De nombreuses controverses autour de la série, adaptées d'une série de romans encore inachevée de George R.R. Martin, découlaient de ses propres choix et de ses faux pas. Les producteurs ont aplani certaines nuances, se sont appuyés sur l'exotisme culturel et ont chargé des épisodes avec scènes gratuites de sexe et de viol - dont certains semblaient ignorer étaient même des scènes de viol. (Après le viol brutal de Sansa en 2015, la sénatrice Claire McCaskill a tweeté, "j’ai fini." )

Au cours des dernières saisons, le spectacle s’est précipité et a mis l’accent sur des spectacles visuels plutôt que sur le développement du personnage. Dimanche dernier, lorsque Daenerys, dépeint la majeure partie de la série comme une héroïne imparfaite, a rasé une ville de civils sans défense à dos de dragon, un personnage qui aurait peut-être été créé de façon organique a plutôt plongé dans le soleil pour une valeur choc. Des arguments - même une demande de refaire la saison - s'en sont ensuivis.

Mais un certain désaccord était aussi intrinsèque au spectacle. C'était peut-être une partie du problème. Cela faisait certainement partie de l’amusement.

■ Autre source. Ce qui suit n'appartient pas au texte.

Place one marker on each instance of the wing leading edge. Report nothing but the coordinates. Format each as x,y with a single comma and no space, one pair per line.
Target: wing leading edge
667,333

Ce qui rendait difficile à combattre «Thrones» en faisait aussi une métaphore omniprésente. C'est ce que fait la grande fiction pop: ajoute des personnages à la mythologie culturelle commune que nous utilisons pour nous raconter des histoires nous-mêmes.

Was Thrones, avec ses spectres blancs Walkers annoncés par des conditions météorologiques extrêmes et menaçant de mettre fin à toute vie , une parabole du changement climatique? Non, mais c’était une histoire de problèmes d’action collective - il était dans l’intérêt de tous de travailler ensemble mais dans l’intérêt de chacun de laisser quelqu'un d’autre se sacrifier - et cette clef squelette convient à n’importe quel malheur contemporain, climat compris.

c'est un roman politique à clef? Non, malgré huit années de hacky "Gags de" candidats comme des personnages de trônes ". Mais il s’agissait d’une politique purement politique, sensible à la valeur des alliances et de la flexibilité. Et ses créateurs semblaient être à l'écoute des lectures réelles du spectacle, écrivant un dialogue dans lequel les conseillers anticipant les objections soulevées à l'idée d'élever un homme sournois (Jon) au détriment d'une femme expérimentée (Daenerys), comme s'ils discutaient de son éligibilité dans l'Upper Great Lakes.

Et les idées de la série ont été conscrites à des fins extrêmement différentes. Le président Trump a balayé la typographie de la série pour créer des images mémorables qui ont perverti ses thèmes (parmi elles, la folie de diaboliser les humains de l’autre côté du mur). La sénatrice Elizabeth Warren a écrit une chronique faisant l’éloge de Daenerys selon laquelle elle voudrait peut-être se laisser faire.

Bien sûr, ce n’est pas comme si nous n’avions pas été avertis de ne pas idolâtrer qui que ce soit ici. «Game of Thrones» a commencé avec l'exécution de Ned Stark, le héros en apparence, en nous disant qu'un bon cœur ne vous mène que très loin dans ce monde. Il a renversé vers la fin, avec l’oblitération de King's Landing, l’idée que les missions de libération pouvaient devenir des massacres messianiques.

Cela nous a fait affronter une victoire pour laquelle nous avions enraciné la dynastie Lannister, conquérante et gourmande, par nous le donnant comme un crime de guerre. Cela nous indiquait qu'il peut être plus difficile de construire une société juste pour les vivants que de vaincre une armée de morts.

Il fallait d'abord régler la partie la plus facile - la quête tolkienesque sur laquelle nous pouvions tous nous mettre d'accord - et nous concentrer sur nous le problème plus délicat de ce qui vient après. Vous pouvez dissiper tous les esprits diaboliques et tuer tous les dragons. En fin de compte, nous devons encore nous inquiéter l'un de l'autre.